Luckily, according to Desert News, Carroll is interested in a return to Utah:
Carroll, an unrestricted free agent, made it clear at the end of the Jazz season that he wants to return to Utah, where he played for the past year and a half.
"He would love to come back," Bartelstein said of the 26-year-old, who has played for four different teams in his four-year career. "He had a heck of a season—a unique player, brings unique things to the game."
A player who can provide a quick spark off the bench, Carroll is a low-cost option to help build depth along the perimeter.
The Washington Wizards didn't waste any time making splashes in free agency. In an expected move, the Wiz agreed to re-sign Martell Webster to a generous four-year, $22 million deal.

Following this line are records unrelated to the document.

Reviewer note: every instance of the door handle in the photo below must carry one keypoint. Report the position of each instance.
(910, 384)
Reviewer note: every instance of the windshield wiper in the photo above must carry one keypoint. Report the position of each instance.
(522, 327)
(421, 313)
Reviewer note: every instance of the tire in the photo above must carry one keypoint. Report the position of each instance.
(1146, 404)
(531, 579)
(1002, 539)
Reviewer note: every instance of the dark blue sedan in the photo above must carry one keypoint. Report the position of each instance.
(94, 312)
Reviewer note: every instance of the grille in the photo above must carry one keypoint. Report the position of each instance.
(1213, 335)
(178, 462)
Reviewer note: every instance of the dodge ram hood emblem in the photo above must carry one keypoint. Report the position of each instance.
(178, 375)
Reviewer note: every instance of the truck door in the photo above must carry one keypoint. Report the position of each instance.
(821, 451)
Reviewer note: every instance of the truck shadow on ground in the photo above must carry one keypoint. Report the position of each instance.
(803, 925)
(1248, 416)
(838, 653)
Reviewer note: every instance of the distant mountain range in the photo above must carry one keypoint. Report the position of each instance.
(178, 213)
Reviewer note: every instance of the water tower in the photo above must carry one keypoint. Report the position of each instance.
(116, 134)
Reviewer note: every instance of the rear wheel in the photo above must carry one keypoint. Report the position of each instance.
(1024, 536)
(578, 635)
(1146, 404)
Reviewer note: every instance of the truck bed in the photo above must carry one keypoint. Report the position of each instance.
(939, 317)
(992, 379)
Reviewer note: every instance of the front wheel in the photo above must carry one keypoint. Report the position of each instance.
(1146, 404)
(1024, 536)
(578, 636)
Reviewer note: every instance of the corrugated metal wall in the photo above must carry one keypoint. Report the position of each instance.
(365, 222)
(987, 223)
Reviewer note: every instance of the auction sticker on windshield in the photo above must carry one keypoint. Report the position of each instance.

A more surprising move, however, came in the form of Eric Maynor, who will reportedly ink a deal with the Wizards.
In need of reliable depth behind John Wall, the Wizards went out and locked up Maynor, who is an immediate upgrade over A.J. Price.
Maynor, who was traded to the Portland Trail Blazers at February's trade deadline, averaged 6.9 points and four assists per game in 29 appearances last season after arriving in the Northwest.